急逝のレディオ湘南社長 オンラインで一周忌しのぶ

藤沢の夏の風物詩「遊行の盆」に参加した楢原さん(レディオ湘南提供)

 藤沢市のコミュニティーFM放送「レディオ湘南(藤沢エフエム)」の名物社長として知られた故楢原亮太さんが昨年1月17日に55歳の若さで急逝して1年。一周忌に予定していた「偲(しの)ぶ会」がコロナ禍の影響で中止となったため、同局は故人をしのぶ特別動画を制作し、命日の17日から生前交流のあった人々に配信を開始した。地域のイベントにも積極的に参画し、「防災ラジオ」の強化にも取り組んだ楢原さん。関係者はその功績を改めて評価している。
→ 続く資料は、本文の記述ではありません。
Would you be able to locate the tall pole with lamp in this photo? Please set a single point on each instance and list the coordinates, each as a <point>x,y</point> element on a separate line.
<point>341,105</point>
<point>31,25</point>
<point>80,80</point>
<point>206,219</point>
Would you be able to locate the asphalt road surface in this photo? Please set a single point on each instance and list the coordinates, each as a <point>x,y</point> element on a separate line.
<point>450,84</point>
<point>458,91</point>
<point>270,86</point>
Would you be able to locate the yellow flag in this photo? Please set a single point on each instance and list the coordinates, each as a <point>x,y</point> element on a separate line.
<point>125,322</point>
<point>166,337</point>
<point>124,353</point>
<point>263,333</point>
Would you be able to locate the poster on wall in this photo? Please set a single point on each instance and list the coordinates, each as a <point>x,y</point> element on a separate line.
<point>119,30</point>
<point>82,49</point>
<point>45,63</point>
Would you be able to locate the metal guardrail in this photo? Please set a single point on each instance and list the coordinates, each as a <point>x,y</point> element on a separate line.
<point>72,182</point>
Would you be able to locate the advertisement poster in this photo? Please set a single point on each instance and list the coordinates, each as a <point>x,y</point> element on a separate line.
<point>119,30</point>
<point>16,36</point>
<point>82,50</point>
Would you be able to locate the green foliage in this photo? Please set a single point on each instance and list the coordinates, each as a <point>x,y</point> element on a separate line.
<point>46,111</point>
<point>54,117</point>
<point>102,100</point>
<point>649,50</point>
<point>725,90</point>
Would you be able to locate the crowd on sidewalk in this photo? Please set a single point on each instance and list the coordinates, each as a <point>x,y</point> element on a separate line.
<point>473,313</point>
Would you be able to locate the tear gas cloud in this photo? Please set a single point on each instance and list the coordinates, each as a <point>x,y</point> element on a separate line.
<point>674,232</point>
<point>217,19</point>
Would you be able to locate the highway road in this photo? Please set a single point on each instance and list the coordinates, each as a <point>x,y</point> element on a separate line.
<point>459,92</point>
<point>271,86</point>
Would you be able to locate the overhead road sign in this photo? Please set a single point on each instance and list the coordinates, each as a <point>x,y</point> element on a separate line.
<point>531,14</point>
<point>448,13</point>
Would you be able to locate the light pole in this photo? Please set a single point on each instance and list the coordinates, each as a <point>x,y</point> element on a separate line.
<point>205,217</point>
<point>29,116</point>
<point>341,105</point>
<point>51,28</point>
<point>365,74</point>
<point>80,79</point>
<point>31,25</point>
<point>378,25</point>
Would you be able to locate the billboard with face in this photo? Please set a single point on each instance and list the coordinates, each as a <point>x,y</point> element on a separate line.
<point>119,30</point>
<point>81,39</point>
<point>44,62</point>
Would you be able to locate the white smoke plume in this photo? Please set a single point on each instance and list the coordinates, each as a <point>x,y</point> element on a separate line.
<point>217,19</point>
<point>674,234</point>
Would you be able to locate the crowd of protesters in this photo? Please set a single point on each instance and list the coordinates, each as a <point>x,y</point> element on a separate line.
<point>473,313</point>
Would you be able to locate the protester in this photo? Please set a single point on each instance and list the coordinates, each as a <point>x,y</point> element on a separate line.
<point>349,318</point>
 楢原さんは2012年、同市内の明細地図の制作販売会社からレディオ湘南に転身。18年6月、社長に就任した。「どこへ行っても楢原さんがいる」と称されたように、地域の大小さまざまなイベントや行事に参画。企画立案力、実行力の高さや幅広い人脈が信頼を得ていた名物社長だった。

 一昨年12月に体調不良で検査入院。がんが進行しており、そのまま帰らぬ人となった。当初、同局は昨年3月にお別れの会を予定していたが、新型コロナウイルス感染拡大の「第1波」の影響で中止に。

 一周忌を迎えるに当たり、改めて偲ぶ会開催を模索した。しかし、昨冬からの感染拡大の「第3波」を受け、断念を余儀なくされた。このため、オンラインで故人をしのんでもらおうと、同局は関係者約700人に特別動画のQRコードが入った案内状を送り、17日から公開を開始した。

 動画では、同市の鈴木恒夫市長、藤沢商工会議所の増田隆之会頭、ミュージシャンら15人が登場。故人との思い出やエピソードを語っている。

 楢原さんはロックを中心に音楽に造詣が深く、質の高い番組づくりを指揮する一方で、災害時に迅速、的確に関連情報を発信する防災ラジオの機能強化に注力。県内FM放送とコミュニティーFMなどで構成する「神奈川エフエムネットワーク」の発足、運営に尽力した。

 災害時にきめ細かく情報を入手するため藤沢市との連携を進め、改築中だった同市役所分庁舎(同市朝日町)1階フロアへの移転にも奔走。新スタジオからの放送は、死去から約2週間後の昨年2月1日だった。

 楢原さんの採用時の社長で、急逝を受け3年半ぶりに再び社長に就任した山田秀幸フジサワ名店ビル社長は「コミュニケーション力が高く、企画力に優れ、初の常勤社長として地域の期待が高かった。病床でも仕事のことばかり心配していた」と振り返った。